Careful analysis of those Android apps showed that 18% didn’t even encrypt content being transmitted through the VPN tunnel, thus offered no protection at all, and 84% leaked traffic, rendering them almost useless. Many of the apps accessed private data, and a small number actually appeared to be malicious.
In other words, if you have been using VPN on an Android device, chances are that it has at best been of no protection at all, and if you were unlucky in your choice, you may even have ended up using an app which is a threat to your existing security and privacy.
So far, no one has performed comparable studies on iOS or macOS apps, but there is no reason to expect that they should perform any better. Apple does not test the security of claimed VPN connections during its vetting process for apps offered in its iOS or macOS stores.
A decade or two ago, there were well-funded print magazines, several of which had their own labs and staff who were capable of performing many of the tests used in that study. Because we have decided that we, as users, don’t want to pay for those by subscribing to magazines, these no longer exist.

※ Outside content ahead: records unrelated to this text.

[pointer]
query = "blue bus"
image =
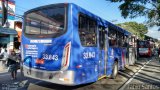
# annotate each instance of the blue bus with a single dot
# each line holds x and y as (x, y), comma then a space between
(65, 44)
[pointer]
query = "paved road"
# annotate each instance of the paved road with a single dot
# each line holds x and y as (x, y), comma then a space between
(145, 72)
(146, 78)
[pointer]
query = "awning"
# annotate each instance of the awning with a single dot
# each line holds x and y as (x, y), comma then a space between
(7, 31)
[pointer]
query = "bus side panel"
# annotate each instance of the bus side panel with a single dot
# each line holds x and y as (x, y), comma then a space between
(84, 60)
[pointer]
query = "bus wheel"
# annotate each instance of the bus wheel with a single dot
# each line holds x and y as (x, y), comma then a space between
(115, 70)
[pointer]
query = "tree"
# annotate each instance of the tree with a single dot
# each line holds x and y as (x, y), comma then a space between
(136, 8)
(135, 28)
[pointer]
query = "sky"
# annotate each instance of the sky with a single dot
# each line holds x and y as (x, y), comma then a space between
(107, 10)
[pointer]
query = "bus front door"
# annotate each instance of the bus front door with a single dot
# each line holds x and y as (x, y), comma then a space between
(102, 52)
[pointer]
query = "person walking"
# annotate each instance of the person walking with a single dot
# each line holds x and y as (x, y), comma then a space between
(5, 58)
(12, 63)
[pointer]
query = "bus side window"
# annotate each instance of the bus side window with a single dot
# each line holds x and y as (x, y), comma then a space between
(87, 31)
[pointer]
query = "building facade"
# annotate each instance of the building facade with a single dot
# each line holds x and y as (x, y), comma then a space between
(8, 33)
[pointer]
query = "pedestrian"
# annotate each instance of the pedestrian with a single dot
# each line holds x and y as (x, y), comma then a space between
(5, 58)
(13, 64)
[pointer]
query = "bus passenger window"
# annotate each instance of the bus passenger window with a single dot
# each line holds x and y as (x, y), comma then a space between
(87, 31)
(112, 37)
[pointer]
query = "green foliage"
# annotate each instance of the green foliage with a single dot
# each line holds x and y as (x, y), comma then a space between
(136, 8)
(135, 28)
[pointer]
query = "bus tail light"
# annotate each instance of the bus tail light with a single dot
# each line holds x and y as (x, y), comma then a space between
(66, 56)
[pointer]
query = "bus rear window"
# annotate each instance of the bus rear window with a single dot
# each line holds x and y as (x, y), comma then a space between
(47, 21)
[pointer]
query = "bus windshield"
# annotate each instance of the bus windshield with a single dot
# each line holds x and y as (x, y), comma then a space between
(46, 21)
(144, 44)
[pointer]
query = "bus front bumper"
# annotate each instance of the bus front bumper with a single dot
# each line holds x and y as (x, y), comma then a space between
(58, 77)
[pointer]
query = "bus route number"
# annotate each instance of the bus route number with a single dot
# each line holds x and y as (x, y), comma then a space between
(50, 57)
(88, 55)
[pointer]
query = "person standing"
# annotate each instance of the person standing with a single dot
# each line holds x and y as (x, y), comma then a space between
(12, 63)
(4, 59)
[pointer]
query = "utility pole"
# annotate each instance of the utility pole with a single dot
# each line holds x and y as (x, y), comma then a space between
(4, 11)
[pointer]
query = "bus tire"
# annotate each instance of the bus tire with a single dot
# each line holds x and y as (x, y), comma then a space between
(115, 70)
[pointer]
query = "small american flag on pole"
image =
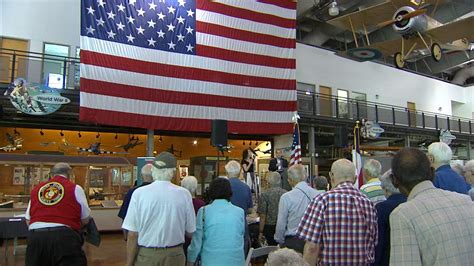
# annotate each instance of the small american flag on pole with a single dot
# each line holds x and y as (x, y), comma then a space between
(178, 64)
(295, 157)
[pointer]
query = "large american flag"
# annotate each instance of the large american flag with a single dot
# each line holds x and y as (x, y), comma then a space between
(295, 157)
(178, 64)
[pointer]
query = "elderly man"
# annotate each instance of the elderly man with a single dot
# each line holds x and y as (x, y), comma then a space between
(147, 178)
(384, 208)
(241, 193)
(340, 226)
(469, 176)
(57, 211)
(158, 218)
(268, 207)
(291, 208)
(435, 226)
(440, 155)
(372, 189)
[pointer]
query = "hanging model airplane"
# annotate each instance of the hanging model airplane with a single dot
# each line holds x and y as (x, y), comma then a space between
(418, 31)
(14, 143)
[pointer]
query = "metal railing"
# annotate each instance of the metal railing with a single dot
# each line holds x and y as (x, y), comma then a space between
(314, 104)
(41, 68)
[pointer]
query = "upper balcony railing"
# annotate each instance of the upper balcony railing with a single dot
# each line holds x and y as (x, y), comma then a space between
(55, 71)
(314, 104)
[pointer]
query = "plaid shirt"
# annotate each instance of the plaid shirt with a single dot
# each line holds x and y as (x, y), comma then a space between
(343, 222)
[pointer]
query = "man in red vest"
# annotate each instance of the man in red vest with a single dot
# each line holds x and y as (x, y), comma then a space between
(56, 212)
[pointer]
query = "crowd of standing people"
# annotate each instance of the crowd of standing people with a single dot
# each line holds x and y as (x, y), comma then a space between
(416, 213)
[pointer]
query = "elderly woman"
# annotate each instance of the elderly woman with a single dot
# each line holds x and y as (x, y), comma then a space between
(469, 176)
(384, 209)
(286, 257)
(268, 207)
(190, 183)
(220, 226)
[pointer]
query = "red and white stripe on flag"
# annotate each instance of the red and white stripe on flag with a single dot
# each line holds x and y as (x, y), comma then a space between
(295, 157)
(243, 71)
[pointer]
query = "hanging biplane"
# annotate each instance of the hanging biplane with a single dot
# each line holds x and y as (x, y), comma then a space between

We have sleepwalked into a situation where the only organisations with the ability to conduct this sort of expensive study are the major security consultancies, who would need a paying customer.
I know how difficult it is to test VPN and similar apps: you can read my brief account of a few products here. Trying to test any significant number of apps with the thoroughness required to determine if their VPN performance is acceptably secure would be a substantial undertaking.
The decline of print magazines and the rise of cheap or even free apps developed by unknown vendors who sell through app stores has effectively made the choice of software a gamble. When it comes to security products, particularly VPN, that means that many, perhaps most, users will end up with software which does not protect them.
Not only that, but as we are most unlikely to know anything about the developers of these products, we could end up using an app which has been deliberately subverted to give access to our data to a criminal gang, or to a security agency anywhere in the world. As the UK’s Investigatory Powers Act (IPA) allows UK security and law-enforcement agencies to require app developers to change their apps so as to give access, we could end up using an app into which a backdoor has been built in complete secrecy.
There is, unfortunately, no simple answer. In other products we would rely on product standards to ensure a minimum standard of acceptable performance, but the software industry has refused to embrace such a system. Although I have questioned the regular use of VPN to provide protection from snooping under the IPA, it remains essential when you are using public-access WiFi.
Perhaps now is the time for Apple, Google, Microsoft, and others who operate stores which sell these products to step in, test the products properly, and provide us reassurance. Or maybe we just have to accept that the current model of app stores is inappropriate for security products.